Arthur McClinton
- Born: Arthur Norman McClinton 16 August 1886 Belfast, Ireland
- Died: 29 November 1929 (aged 43) Belfast, Northern Ireland

Rugby union career
- Position(s): Fly-half

Senior career
- Years: Team / Apps / (Points)
- c.1910: North of Ireland F.C. /  / ()

International career
- Years: Team / Apps / (Points)
- 1910: Ireland / 2 / (2)
- 1910: British Isles / 0 / (0)

= Arthur McClinton =

Rugby union player from Northern Ireland

Arthur Norman McClinton (16 August 1886 – 29 November 1929) was an Irish rugby union international who was part of the first official British Isles team that toured South Africa in 1910. He also played on 2 occasions for Ireland.

==Early life==
Arthur Norman McClinton was born in Belfast, Ireland on 16 August 1886 the son of John McClinton and his wife Rosa Hurst McClinton.
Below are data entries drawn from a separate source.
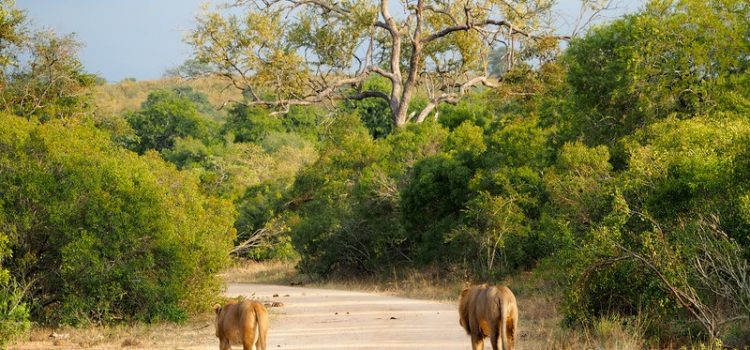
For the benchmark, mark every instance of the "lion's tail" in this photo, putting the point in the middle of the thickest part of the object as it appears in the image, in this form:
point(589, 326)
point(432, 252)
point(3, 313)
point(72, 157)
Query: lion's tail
point(261, 316)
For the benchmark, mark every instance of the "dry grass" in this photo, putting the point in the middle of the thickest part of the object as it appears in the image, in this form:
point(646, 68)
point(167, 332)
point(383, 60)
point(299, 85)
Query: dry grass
point(137, 336)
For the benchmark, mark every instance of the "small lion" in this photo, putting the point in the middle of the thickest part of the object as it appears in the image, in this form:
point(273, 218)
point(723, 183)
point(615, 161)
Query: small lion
point(236, 323)
point(489, 311)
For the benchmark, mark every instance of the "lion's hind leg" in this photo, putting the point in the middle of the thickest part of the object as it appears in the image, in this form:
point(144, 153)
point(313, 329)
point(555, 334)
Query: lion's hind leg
point(477, 341)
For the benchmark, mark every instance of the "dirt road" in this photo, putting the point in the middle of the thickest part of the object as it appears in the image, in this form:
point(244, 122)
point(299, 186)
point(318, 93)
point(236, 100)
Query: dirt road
point(330, 319)
point(309, 319)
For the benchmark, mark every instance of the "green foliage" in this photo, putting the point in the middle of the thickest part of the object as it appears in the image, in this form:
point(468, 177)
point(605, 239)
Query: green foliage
point(675, 57)
point(166, 116)
point(51, 84)
point(102, 233)
point(14, 315)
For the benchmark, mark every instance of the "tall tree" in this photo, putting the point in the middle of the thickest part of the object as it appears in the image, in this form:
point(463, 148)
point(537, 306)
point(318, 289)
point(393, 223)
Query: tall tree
point(301, 52)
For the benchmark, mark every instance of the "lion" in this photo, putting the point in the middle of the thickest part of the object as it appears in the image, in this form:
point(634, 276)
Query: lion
point(489, 311)
point(236, 323)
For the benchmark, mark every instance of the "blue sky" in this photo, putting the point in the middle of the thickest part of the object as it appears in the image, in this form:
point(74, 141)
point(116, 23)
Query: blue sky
point(143, 38)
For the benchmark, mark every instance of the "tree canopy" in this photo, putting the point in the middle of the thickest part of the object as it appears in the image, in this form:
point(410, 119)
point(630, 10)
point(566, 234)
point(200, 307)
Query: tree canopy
point(290, 52)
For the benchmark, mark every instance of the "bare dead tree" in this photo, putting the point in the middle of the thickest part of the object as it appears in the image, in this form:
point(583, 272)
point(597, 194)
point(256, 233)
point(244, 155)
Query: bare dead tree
point(303, 52)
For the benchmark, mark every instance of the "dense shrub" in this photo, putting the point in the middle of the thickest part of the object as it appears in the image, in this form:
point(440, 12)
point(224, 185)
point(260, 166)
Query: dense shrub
point(101, 233)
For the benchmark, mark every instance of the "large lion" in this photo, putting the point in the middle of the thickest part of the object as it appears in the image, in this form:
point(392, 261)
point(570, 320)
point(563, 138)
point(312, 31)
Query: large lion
point(236, 323)
point(489, 311)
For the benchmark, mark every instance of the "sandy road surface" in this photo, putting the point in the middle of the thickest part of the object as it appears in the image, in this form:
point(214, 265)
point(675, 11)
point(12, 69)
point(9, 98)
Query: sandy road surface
point(331, 319)
point(309, 319)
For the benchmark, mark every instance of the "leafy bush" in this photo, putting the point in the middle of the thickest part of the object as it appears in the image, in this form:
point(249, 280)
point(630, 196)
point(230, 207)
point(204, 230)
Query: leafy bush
point(103, 233)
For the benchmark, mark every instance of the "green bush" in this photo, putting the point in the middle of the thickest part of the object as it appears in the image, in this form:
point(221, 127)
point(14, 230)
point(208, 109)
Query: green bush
point(103, 233)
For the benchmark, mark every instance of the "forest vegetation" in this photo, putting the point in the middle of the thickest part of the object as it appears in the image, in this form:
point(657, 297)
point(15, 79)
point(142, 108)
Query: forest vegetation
point(614, 163)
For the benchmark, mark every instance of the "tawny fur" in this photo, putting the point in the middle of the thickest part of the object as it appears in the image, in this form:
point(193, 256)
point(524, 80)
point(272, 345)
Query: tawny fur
point(236, 324)
point(489, 311)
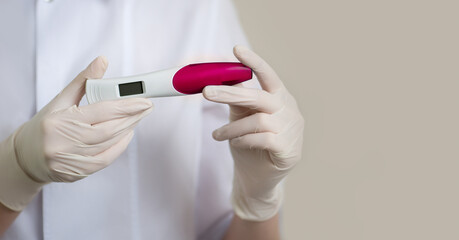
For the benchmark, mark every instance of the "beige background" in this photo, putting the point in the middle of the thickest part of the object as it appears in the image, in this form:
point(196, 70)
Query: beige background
point(377, 82)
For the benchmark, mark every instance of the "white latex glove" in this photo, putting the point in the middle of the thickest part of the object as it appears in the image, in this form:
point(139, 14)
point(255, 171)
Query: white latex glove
point(265, 135)
point(64, 142)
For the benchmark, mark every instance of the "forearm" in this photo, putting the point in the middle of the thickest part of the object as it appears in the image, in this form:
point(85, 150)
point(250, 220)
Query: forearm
point(242, 229)
point(7, 217)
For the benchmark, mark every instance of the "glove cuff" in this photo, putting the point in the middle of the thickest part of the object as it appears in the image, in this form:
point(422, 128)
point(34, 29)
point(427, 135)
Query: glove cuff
point(257, 208)
point(16, 188)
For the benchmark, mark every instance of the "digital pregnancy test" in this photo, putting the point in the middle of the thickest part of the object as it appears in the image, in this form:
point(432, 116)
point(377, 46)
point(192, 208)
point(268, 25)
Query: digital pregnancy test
point(177, 81)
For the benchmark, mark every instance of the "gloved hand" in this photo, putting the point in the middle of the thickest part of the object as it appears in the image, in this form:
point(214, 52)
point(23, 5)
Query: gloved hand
point(64, 142)
point(265, 135)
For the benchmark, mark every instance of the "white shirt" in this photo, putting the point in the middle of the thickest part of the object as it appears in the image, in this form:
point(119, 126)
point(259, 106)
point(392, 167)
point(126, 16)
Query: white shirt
point(173, 181)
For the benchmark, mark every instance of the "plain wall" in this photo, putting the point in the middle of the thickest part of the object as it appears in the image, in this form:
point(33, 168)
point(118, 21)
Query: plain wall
point(378, 83)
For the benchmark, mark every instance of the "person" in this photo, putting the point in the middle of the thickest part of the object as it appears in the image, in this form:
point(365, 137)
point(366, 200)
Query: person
point(175, 176)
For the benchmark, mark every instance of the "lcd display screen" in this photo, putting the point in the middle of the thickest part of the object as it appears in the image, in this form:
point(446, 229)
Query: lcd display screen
point(133, 88)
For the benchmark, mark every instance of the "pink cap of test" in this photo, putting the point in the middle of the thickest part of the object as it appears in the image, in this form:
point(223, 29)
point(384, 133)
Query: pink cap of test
point(193, 78)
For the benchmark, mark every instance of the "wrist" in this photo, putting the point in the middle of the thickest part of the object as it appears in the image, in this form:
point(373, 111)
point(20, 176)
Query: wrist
point(256, 207)
point(16, 188)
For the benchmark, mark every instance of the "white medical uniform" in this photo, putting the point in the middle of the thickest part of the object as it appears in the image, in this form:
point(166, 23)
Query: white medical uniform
point(173, 181)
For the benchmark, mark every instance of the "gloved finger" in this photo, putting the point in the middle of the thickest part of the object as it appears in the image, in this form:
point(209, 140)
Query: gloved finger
point(263, 141)
point(73, 167)
point(104, 131)
point(267, 77)
point(110, 110)
point(109, 155)
point(94, 149)
point(72, 94)
point(244, 97)
point(256, 123)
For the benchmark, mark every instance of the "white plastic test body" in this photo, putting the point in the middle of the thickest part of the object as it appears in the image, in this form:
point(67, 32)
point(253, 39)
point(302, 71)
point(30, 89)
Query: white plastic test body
point(176, 81)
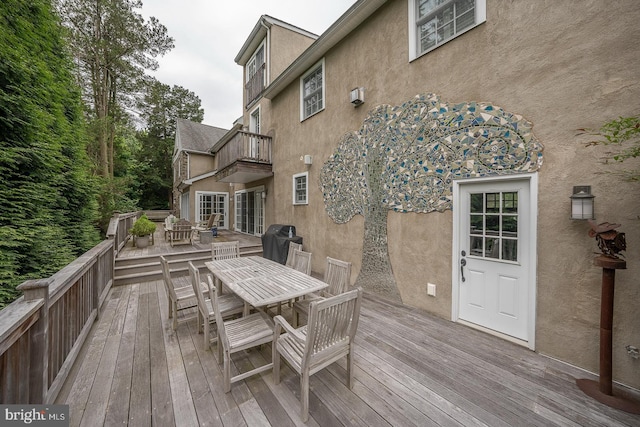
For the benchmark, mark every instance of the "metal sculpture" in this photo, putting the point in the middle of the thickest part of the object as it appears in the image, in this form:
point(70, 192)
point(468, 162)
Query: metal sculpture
point(610, 241)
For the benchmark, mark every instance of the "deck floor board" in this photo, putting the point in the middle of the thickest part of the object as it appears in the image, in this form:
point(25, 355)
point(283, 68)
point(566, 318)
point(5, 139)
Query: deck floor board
point(411, 368)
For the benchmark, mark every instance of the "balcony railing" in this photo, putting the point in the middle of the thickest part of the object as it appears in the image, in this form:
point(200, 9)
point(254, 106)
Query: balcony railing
point(245, 146)
point(255, 85)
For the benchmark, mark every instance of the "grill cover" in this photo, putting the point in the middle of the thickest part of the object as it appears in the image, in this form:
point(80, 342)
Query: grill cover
point(275, 242)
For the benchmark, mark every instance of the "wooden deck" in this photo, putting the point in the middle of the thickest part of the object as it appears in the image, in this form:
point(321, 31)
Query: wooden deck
point(411, 369)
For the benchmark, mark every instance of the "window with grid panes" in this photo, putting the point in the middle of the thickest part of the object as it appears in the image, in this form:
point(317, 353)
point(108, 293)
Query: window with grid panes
point(300, 193)
point(493, 223)
point(435, 22)
point(312, 91)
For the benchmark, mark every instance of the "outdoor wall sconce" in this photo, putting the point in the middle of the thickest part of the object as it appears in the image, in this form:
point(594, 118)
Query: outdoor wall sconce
point(582, 202)
point(357, 96)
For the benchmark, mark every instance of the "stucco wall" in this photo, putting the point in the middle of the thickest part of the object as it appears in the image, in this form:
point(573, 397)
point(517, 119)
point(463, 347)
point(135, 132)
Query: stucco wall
point(286, 46)
point(563, 66)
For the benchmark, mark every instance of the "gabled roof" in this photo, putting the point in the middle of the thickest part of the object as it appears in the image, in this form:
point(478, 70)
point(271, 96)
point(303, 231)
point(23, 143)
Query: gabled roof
point(196, 137)
point(339, 30)
point(258, 34)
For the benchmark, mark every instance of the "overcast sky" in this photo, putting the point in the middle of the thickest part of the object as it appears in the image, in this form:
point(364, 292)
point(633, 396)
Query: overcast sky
point(208, 34)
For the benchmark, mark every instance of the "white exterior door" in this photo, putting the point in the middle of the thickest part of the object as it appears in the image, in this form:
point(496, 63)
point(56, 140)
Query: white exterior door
point(495, 260)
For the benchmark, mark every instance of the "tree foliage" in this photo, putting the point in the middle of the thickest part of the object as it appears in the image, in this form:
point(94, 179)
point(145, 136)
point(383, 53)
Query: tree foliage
point(113, 46)
point(161, 107)
point(47, 199)
point(624, 133)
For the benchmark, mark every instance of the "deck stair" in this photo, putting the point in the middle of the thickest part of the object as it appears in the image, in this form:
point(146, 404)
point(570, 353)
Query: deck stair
point(147, 268)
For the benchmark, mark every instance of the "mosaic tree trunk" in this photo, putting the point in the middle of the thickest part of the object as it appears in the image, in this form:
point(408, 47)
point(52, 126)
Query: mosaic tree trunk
point(376, 274)
point(405, 159)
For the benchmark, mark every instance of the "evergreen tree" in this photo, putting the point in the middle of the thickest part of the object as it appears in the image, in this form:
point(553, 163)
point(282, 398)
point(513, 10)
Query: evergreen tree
point(160, 109)
point(47, 199)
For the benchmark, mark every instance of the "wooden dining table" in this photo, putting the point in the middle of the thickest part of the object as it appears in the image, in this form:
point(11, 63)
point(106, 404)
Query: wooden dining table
point(261, 282)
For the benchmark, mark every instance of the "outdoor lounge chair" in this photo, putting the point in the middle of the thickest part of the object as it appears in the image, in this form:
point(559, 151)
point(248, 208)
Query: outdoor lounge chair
point(327, 337)
point(180, 298)
point(225, 250)
point(214, 219)
point(240, 334)
point(336, 274)
point(230, 304)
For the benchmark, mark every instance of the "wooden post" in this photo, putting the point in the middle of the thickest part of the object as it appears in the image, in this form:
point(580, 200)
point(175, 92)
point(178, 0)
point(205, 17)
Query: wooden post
point(38, 340)
point(603, 390)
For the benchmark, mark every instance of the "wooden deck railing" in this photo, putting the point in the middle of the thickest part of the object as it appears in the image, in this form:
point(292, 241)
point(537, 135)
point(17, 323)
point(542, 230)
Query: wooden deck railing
point(245, 146)
point(42, 332)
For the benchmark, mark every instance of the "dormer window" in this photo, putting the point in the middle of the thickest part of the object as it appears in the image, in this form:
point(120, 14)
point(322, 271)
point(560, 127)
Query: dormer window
point(255, 75)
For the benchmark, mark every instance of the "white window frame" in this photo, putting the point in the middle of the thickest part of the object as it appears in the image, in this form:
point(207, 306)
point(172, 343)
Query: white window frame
point(480, 14)
point(225, 210)
point(252, 65)
point(318, 65)
point(295, 200)
point(259, 194)
point(254, 120)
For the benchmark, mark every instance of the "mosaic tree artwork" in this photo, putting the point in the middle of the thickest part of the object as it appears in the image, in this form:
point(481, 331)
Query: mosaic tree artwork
point(404, 158)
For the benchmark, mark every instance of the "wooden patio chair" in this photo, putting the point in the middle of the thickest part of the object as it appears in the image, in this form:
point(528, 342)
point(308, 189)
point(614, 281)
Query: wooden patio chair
point(214, 219)
point(180, 297)
point(225, 250)
point(229, 305)
point(237, 335)
point(181, 232)
point(302, 261)
point(337, 274)
point(327, 337)
point(292, 247)
point(168, 224)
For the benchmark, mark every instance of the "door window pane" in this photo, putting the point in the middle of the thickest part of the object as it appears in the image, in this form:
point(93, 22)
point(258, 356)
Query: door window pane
point(493, 225)
point(510, 250)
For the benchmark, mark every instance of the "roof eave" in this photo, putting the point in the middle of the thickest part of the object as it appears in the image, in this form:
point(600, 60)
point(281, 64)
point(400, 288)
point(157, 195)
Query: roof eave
point(259, 32)
point(351, 19)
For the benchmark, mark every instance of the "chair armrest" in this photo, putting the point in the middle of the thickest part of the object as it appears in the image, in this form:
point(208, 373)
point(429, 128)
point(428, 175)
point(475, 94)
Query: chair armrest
point(281, 323)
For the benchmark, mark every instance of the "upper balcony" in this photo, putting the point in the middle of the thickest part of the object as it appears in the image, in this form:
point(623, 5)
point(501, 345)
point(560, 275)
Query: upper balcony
point(254, 87)
point(243, 157)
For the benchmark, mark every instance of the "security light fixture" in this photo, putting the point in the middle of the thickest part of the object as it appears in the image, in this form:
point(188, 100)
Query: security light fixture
point(582, 206)
point(357, 96)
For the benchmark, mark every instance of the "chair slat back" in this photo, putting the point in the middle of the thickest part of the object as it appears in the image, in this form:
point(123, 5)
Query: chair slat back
point(332, 324)
point(225, 250)
point(302, 261)
point(292, 247)
point(337, 275)
point(181, 230)
point(222, 332)
point(194, 273)
point(213, 219)
point(166, 278)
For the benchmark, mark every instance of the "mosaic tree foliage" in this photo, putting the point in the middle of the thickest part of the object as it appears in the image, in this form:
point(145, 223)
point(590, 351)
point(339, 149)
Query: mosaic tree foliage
point(405, 158)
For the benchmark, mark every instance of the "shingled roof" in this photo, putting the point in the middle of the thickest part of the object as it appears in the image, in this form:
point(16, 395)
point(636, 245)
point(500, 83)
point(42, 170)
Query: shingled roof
point(196, 137)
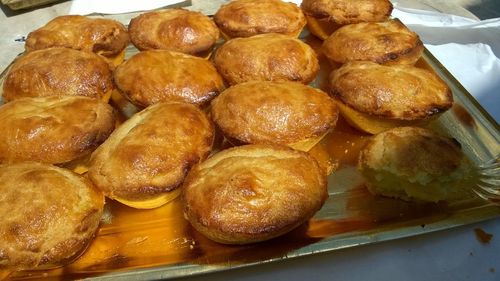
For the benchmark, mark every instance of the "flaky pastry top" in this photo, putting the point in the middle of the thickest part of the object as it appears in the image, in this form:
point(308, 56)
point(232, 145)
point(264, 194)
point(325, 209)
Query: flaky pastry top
point(266, 57)
point(49, 215)
point(53, 129)
point(388, 42)
point(410, 151)
point(253, 193)
point(398, 91)
point(106, 37)
point(151, 153)
point(245, 18)
point(273, 112)
point(58, 72)
point(154, 76)
point(348, 11)
point(179, 30)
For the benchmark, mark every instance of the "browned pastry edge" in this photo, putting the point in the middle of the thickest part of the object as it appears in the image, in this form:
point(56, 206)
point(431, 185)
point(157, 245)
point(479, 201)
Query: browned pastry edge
point(231, 198)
His father was a seed merchant, also born in Belfast, whilst his mother hailed from County Armagh. He had at least four siblings: Dorothy Louise McClinton; Marie Rose McClinton; John Stuart McClinton and Fred Hurst McClinton.

==Rugby career==
McClinton played rugby union as a fly-half for the third oldest club in Ireland, North of Ireland FC, with whom he won the 1908 Ulster Senior Cup. He was selected to play for Ireland in 1910, debuting at Lansdowne Road against Wales on 12 March 1910 in that first ever Five Nations championship. He played again on 28 March against France in Paris, and this was in fact his final appearance for his country. Later that year he was selected for the first official British Isles team that toured South Africa in 1910. In that tour he played second fiddle to George Isherwood, not managing to appear in any of the Tests. However, he shone in the midweek side, making eight appearances and knocking over two drop goals against Orange River County and Southern Rhodesia.

==Military service==
Along with his two brothers, John Stuart and Frederick Hurst, Arthur served in the Great War. John was with 7th Battalion, King's Shropshire Light Infantry and did not survive the war. Arthur served with 10th (South Belfast) Battalion, Royal Irish Rifles. He was awarded the Military Cross, his citation reading:

"For conspicuous gallantry in action. He kept his company in hand with great determination under heavy fire, and finally led it over "No Man's Land" into the enemy's lines. Later, he did fine work in organizing the defences of the captured trenches." By the end of the war he was a Temporary Captain.

==Personal life and family==
Arthur's brother Frederick Hurst did survive the war and had a son, John Fredric McClinton, born 29 June 1923, who, like his uncle Arthur, was a good rugby player, became a Captain in the Second World War and was awarded an MC (and bar).